Beni seven bir kişiyle karşılaştığımda Baba’nın şefkat dolu yüreğinin varlığını tattırdığını anlarım. Beni kıskanan veya bana kin duyan biriyle karşılaştığımda veya bana karşı ilgisiz biriyle olduğumda, Baba’nın onu karşılıksız olarak sevmemi istediğini hissederim. Aynen Baba’nın beni sevdiği gibi, karşılıksız...

 

Bir terslik veya acı mı yaşıyorum? Bu beklenmedik durumda Allah’ın beni, yeni bir şekilde sevmeye çağrısını görürüm.

Bir sevinç veya beni sevindiren bir olayla mı karşılaşıyorum? Babanın hikmetini ve hediyesini görüyorum!

Allah bana göklerden daima bakıyor, ama ben de O’na yeryüzünden “bakmayı” öğrenebilirim! Şeylerin ve özellikle bana kibir ve kendini beğenmişlik kazandıracak şeylerin gözlerimi kamaştırmasına izin vermemeliyim.

 

Alçakgönüllülük, göklerin karanlığına girebilmenin yoludur, ışığıdır.

Bana yeterlilik hissi veren gün ışığı yok olunca, gökler daha karanlık gibi gözüktüğünde, tam o zaman yıldızların parladığını ve ayın girinti çıkıntılarını görebiliyorum.

 

Alçakgönüllülük, “Babamızın” en derin sırlarını ve en güzel sevgisini tadabilmeme izin veren durumlardır. O, “kendi şeylerini” küçüklere ve alçakgönüllülere gösterdi.(1)

Alçakgönüllülük İsa’nın gölgesinde, O’nda saklı kalmama izin verir: O göklerden doğrudan Baba’ya bakmaktadır. Elbette, o zaman ben de O’nu görebiliyorum. Yani doğrudan sevgisinden mutlu oluyorum ve O’na cevap veriyorum!
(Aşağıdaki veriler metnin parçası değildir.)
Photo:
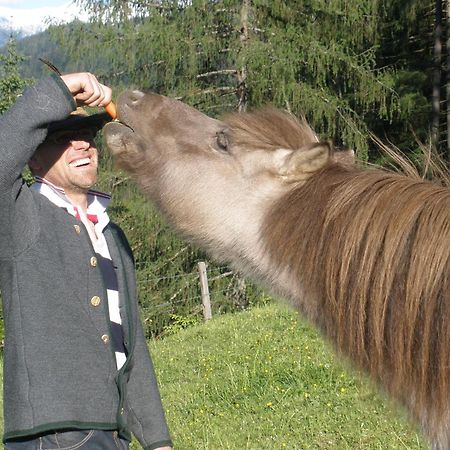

Özel bir duruma ve şekle ihtiyacım yok: herhangi bir yerde, günün herhangi bir saatinde, içimde doğan herhangi bir duygu veya his: her şey bana evlat gibi davranan, kardeş gibi sorumluluk veren, içimde tüm dünyaya karşı kardeşlik duyguları uyandıran kişinin bakışlarıyla karşılaşmam için “pencere” olmaktadır.

 

Baba, sen göklerdesin!

Yukardasın, ama aynı zamanda yanımdasın. Yukardasın, ama aynı zamanda içimdesin, çünkü yüreğim de zaman zaman “içine girilemez” bir … göktür.

 

1) Mat 11, 25

 

F.

 

Gökleri Allah’ın evi gibi düşündüğümde hep aklıma gelen bir cümle vardır. Aziz Pavlus’un Efeslilere yazdığı bir cümledir: “İnmiş olan ve her şeyi doldurmak üzere tüm göklerden çok yukarı çıkmış olan Kişi aynıdır”. (1)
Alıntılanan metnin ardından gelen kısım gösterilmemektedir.